HELEN McCLOY The One That Got Away

  HELEN McCLOY – The One That Got Away. William Morrow, hardcover, 1945. Hardcover reprint: Detective Book Club, 3-in-1 edition, January 1946. Magazine appearance: Detective Novel Magazine, January 1947. Reprint paperback: Dell #355, mapback edition; no date stated [1949].

   There may or may not have been an escape by a German prisoner of war in Dalriada, Scotland. Lieutenant Peter Dunbar, a psychiatrist who is interested in youth delinquency, is assigned by his commanding officer, Basil Willing — also a psychiatrist and a continuing character in McCloy’s novels — to find out if there was such an escape and where the German soldier might be hiding.

   As soon as Dunbar arrives in the area, however, he becomes involved with the adopted son of a famous, albeit not much read, author and the author’s tripe-writing but best-selling wife. The boy keeps trying to run away from home for reasons unknown.

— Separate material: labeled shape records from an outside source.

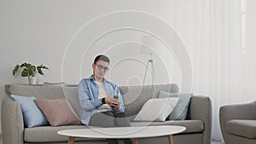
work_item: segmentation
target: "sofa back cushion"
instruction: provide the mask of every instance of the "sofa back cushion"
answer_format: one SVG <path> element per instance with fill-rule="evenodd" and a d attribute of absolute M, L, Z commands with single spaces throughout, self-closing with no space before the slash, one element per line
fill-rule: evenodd
<path fill-rule="evenodd" d="M 130 116 L 138 113 L 143 104 L 149 99 L 158 98 L 159 91 L 170 93 L 179 92 L 179 87 L 176 84 L 147 85 L 147 86 L 119 86 L 123 95 L 126 112 Z M 78 85 L 64 86 L 42 86 L 12 84 L 6 85 L 8 95 L 17 95 L 24 96 L 35 96 L 38 99 L 59 99 L 67 98 L 73 106 L 76 114 L 80 115 L 81 107 L 79 101 Z"/>

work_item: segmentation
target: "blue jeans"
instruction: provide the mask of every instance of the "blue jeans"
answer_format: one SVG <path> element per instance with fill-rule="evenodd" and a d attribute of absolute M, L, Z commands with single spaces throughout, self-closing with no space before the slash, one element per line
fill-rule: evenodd
<path fill-rule="evenodd" d="M 115 112 L 112 111 L 102 112 L 94 114 L 89 123 L 90 126 L 127 127 L 131 126 L 130 120 L 126 118 L 125 112 Z M 132 144 L 131 139 L 122 139 L 125 144 Z M 118 144 L 117 139 L 108 139 L 108 144 Z"/>

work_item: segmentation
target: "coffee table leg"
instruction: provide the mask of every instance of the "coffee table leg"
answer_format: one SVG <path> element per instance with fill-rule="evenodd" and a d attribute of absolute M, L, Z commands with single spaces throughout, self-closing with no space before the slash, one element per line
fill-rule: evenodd
<path fill-rule="evenodd" d="M 68 138 L 68 144 L 73 144 L 74 139 L 75 139 L 75 137 L 69 136 L 69 138 Z"/>
<path fill-rule="evenodd" d="M 168 137 L 169 137 L 169 144 L 173 144 L 173 137 L 172 137 L 172 135 L 170 135 Z"/>
<path fill-rule="evenodd" d="M 132 139 L 132 141 L 133 141 L 133 144 L 137 144 L 137 138 L 134 138 Z"/>

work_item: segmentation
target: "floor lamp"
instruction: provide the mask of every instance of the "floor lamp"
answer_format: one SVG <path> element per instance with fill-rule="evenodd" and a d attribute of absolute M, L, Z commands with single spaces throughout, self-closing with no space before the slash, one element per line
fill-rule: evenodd
<path fill-rule="evenodd" d="M 149 66 L 151 66 L 151 78 L 152 78 L 152 85 L 155 84 L 155 72 L 154 72 L 154 55 L 160 55 L 160 49 L 158 44 L 158 39 L 152 36 L 143 36 L 142 38 L 142 44 L 140 48 L 140 54 L 149 55 L 150 58 L 148 60 L 145 73 L 143 78 L 143 85 L 145 84 L 146 76 L 148 69 L 150 69 Z"/>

In the most recent episode, the boy, in full sight of a watcher, vanishes on the moor.

HELEN McCLOY The One That Got Away

   He also pulls the same trick later, more or less. Dunbar, who was supposed to have been watching him, is busy ogling a young lady.

   Dunbar’s talents as a psychiatrist ought to be enhanced by his ability to read eyes. He knows when they have a twinkle in them, are wary and calculating, are full of tragedy. Since there are only two men in the area who could be the German escapee, if there is one, Dunbar’s ability to read the messages in eyes ought to make his task easy.

   It doesn’t. After two deaths, one in a locked-room-type situation, Basil Willing has to step in and clear up the case. A good plot, some interesting characters, and enough misdirection to confuse both Dunbar and me.

   Perhaps if he hadn’t fallen in love at first sight, he might have been able to do better. I didn’t have that excuse.

– From The MYSTERY FANcier, Vol. 9, No. 5, Sept-Oct 1987.